К тому же, существовала еще икона. Синцову были известны слухи о том, что чудотворную икону святого Георгия собирались доставить к войскам для торжественного молебствия, знал он и то, что икона так и не была доставлена. То обстоятельство, что вокруг иконы все время почему-то вертелся Кшиштоф Огинский, насторожило поручика. Хотя его знакомство с кузеном корнета было совсем кратким, он успел узнать хитрого поляка достаточно, чтобы не верить в его благородные побуждения. Рискуя своей шкурой, пан Кшиштоф явно преследовал какие-то собственные интересы, не имевшие ничего общего с тем, о чем он говорил своему легковерному кузену. Синцов, как и всякий, кто в минуту слабости совершил подлый поступок, был поставлен перед трудным выбором: либо продолжать двигаться по линии наименьшего сопротивления, переходя от малых подлостей к большим, либо попытаться исправить то, что уже было совершено.
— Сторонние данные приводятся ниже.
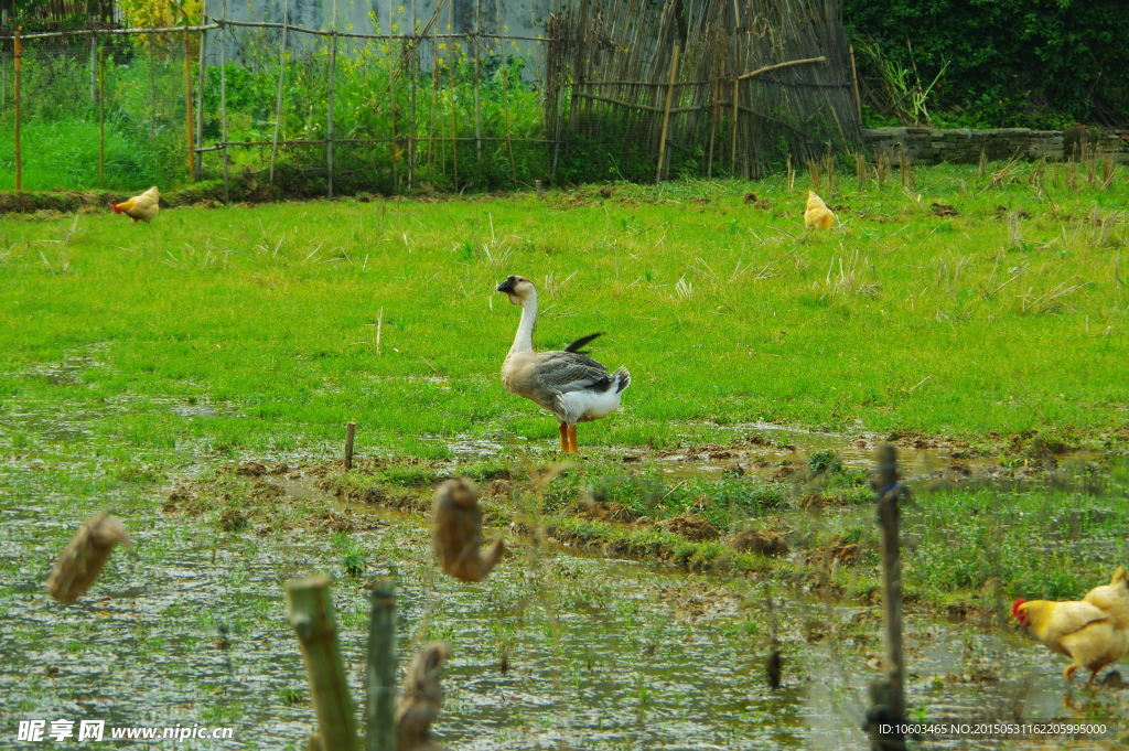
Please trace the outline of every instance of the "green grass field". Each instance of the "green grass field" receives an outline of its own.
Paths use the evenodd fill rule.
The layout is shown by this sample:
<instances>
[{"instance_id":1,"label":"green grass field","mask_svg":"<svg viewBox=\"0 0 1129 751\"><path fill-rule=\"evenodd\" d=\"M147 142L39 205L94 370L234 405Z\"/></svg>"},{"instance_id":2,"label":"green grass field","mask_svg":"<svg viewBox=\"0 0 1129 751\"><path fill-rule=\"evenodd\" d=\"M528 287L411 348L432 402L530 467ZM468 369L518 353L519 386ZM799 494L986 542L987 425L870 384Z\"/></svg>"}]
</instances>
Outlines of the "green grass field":
<instances>
[{"instance_id":1,"label":"green grass field","mask_svg":"<svg viewBox=\"0 0 1129 751\"><path fill-rule=\"evenodd\" d=\"M0 388L128 403L102 425L139 447L286 451L349 420L373 446L425 455L441 448L421 437L551 442L553 419L498 378L519 312L493 290L520 273L540 287L540 347L607 332L596 357L632 373L581 446L749 421L1123 439L1124 176L1103 189L1084 166L1019 165L916 181L824 184L842 222L825 233L803 228L808 185L781 180L177 209L135 227L9 216ZM97 367L44 377L69 358Z\"/></svg>"},{"instance_id":2,"label":"green grass field","mask_svg":"<svg viewBox=\"0 0 1129 751\"><path fill-rule=\"evenodd\" d=\"M0 682L19 718L97 696L111 725L157 707L248 749L304 748L280 583L334 575L359 665L366 582L391 575L402 656L431 638L457 655L453 744L525 749L550 728L598 749L856 748L882 652L867 457L896 438L911 716L1123 717L1105 689L1064 702L1065 662L1008 625L1012 599L1076 599L1127 562L1129 185L1105 177L940 167L859 190L824 174L842 222L825 233L803 228L806 177L178 208L140 226L6 216ZM574 461L553 418L502 390L510 273L539 285L542 348L606 332L594 355L631 370ZM694 456L711 453L739 462ZM439 576L428 547L452 474L479 482L487 534L510 547L481 584ZM138 544L59 605L47 571L102 508Z\"/></svg>"}]
</instances>

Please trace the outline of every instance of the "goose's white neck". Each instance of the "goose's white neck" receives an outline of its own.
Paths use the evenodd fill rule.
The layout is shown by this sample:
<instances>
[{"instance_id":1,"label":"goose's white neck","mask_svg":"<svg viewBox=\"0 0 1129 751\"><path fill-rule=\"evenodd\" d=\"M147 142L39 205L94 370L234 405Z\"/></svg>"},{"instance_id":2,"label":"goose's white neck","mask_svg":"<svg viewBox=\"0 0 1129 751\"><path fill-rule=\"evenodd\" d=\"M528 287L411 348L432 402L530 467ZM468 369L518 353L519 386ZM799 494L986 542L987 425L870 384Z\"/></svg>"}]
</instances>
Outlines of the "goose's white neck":
<instances>
[{"instance_id":1,"label":"goose's white neck","mask_svg":"<svg viewBox=\"0 0 1129 751\"><path fill-rule=\"evenodd\" d=\"M522 322L517 324L517 335L514 337L514 346L509 348L510 355L533 351L533 328L537 324L537 292L536 290L522 302Z\"/></svg>"}]
</instances>

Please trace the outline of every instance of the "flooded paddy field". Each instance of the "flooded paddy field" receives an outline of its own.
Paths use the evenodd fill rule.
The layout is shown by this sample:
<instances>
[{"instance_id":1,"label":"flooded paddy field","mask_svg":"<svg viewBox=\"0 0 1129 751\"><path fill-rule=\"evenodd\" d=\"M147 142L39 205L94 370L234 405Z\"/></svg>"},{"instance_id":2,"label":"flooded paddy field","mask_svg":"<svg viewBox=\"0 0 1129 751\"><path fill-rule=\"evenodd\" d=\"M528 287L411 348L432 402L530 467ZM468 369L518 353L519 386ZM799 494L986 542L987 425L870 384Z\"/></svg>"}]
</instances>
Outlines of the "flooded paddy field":
<instances>
[{"instance_id":1,"label":"flooded paddy field","mask_svg":"<svg viewBox=\"0 0 1129 751\"><path fill-rule=\"evenodd\" d=\"M315 719L282 584L325 571L355 697L375 579L395 578L404 662L426 640L449 643L435 730L450 748L867 748L883 645L866 437L745 426L724 446L568 464L455 443L452 459L360 456L345 473L292 455L123 462L91 438L90 416L49 428L35 413L7 411L0 462L5 744L20 719L68 718L234 730L183 748L305 748ZM1111 730L1065 745L913 743L1120 748L1115 679L1068 689L1062 661L1008 622L1007 603L1024 587L1076 597L1108 579L1124 558L1123 477L1093 456L968 453L903 449L911 719ZM481 584L441 576L430 554L431 489L456 474L479 481L487 534L510 545ZM99 508L137 547L60 605L46 574ZM739 550L742 532L780 548ZM773 634L779 689L764 669Z\"/></svg>"},{"instance_id":2,"label":"flooded paddy field","mask_svg":"<svg viewBox=\"0 0 1129 751\"><path fill-rule=\"evenodd\" d=\"M355 698L374 582L402 662L449 643L452 749L866 748L885 442L912 491L909 719L1117 725L911 743L1123 745L1118 679L1068 687L1010 604L1129 562L1124 184L1009 174L841 184L843 226L803 236L780 178L755 187L771 209L735 181L5 220L0 748L33 719L306 748L283 585L315 573ZM567 461L499 383L514 273L544 295L539 346L604 331L631 369ZM509 549L483 583L429 549L452 477ZM100 509L135 547L58 604L52 564Z\"/></svg>"}]
</instances>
Выбор и в самом деле был труден. Продолжать действовать на стороне пана Кшиштофа означало, как смутно начинал догадываться Синцов, в конечном итоге перейти на службу к французам. Это была та последняя черта подлости, которую гусарский поручик Синцов не согласился бы перейти ни за какие деньги. Он понимал уже, как далеко завели его денежные затруднения и глупая, ничем не оправданная неприязнь к молодому Огинскому, и был бы несказанно рад сделать так, чтобы его сговора с паном Кшиштофом не было вовсе. Но вернуть прошлое не представлялось возможным, его можно было только надежно похоронить – разумеется, вместе с паном Кшиштофом.
– О-ох-х, Огинский, – не сдержавшись, тяжко вздохнул он, – провалиться бы тебе вместе с твоим кузеном! Сколько от вас хлопот… Так ты говоришь, уланы?
– Шестой полк улан, – подтвердил Вацлав, пропустив мимо ушей пожелание поручика. – Так ты готов помочь?
– Ах, чтоб тебя! Я хотел бы помочь, но понимаешь ли ты, о чем толкуешь? У меня неполных четыре десятка сабель, а ты говоришь о нападении на полк улан! Как ты себе это представляешь?
– Ваше благородие, – послышался вдруг от двери почтительно приглушенный бас, – ваше благородие, дозвольте слово молвить!
Гусары повернули головы в сторону входа и увидели обрамленную пожухлыми листьями бородатую физиономию Воробья. Казак стоял в неловкой позе, согнувшись в три погибели в низком дверном проеме, и комкал в огромных коричневых ручищах свою шапку. Его широкое лицо имело виноватое и просительное выражение, но черные, как угольки, глаза хитро посверкивали из-под остриженных скобкой волос.
– Ну вот, – обращаясь к Огинскому, недовольно проворчал Синцов, – изволишь видеть – дисциплинка! Мало того, что он без спросу лезет в разговор, так ведь наверняка еще и подслушивал!
– Не велите казнить, ваше благородие, – с очевидно притворным смирением промолвил казак. – Подслушивал, верно, однако ж, не по своей воле. Стенки тут, сами знаете… Разговор ваш, считай, половина лагеря слышала. Меня народ послал, дозвольте слово молвить!
– Полюбуйся на него, – по-прежнему обращаясь к Вацлаву, с отвращением сказал Синцов. – Твоя работа, гордись! Не успел ты появиться в лагере, как у нас уже само собой образовалось новгородское вече. Депутации шлют, так их и разэдак! Расстреляю негодяев!
– Воля ваша, барин, – явно решив пуститься во все тяжкие, сказал казак, которого никто ни о чем не спрашивал. – Можете расстрелять, только дозвольте сперва слово молвить.
– Нет, ну ты погляди! – возмущенно воскликнул Синцов. – Что делают, что вытворяют! Ну, – повернувшись к Воробью и грозно насупив брови, отрывисто бросил он, – говори, с чем пришел! Только знай: коли станешь вздор молоть, расстреляю! Как бог свят, расстреляю!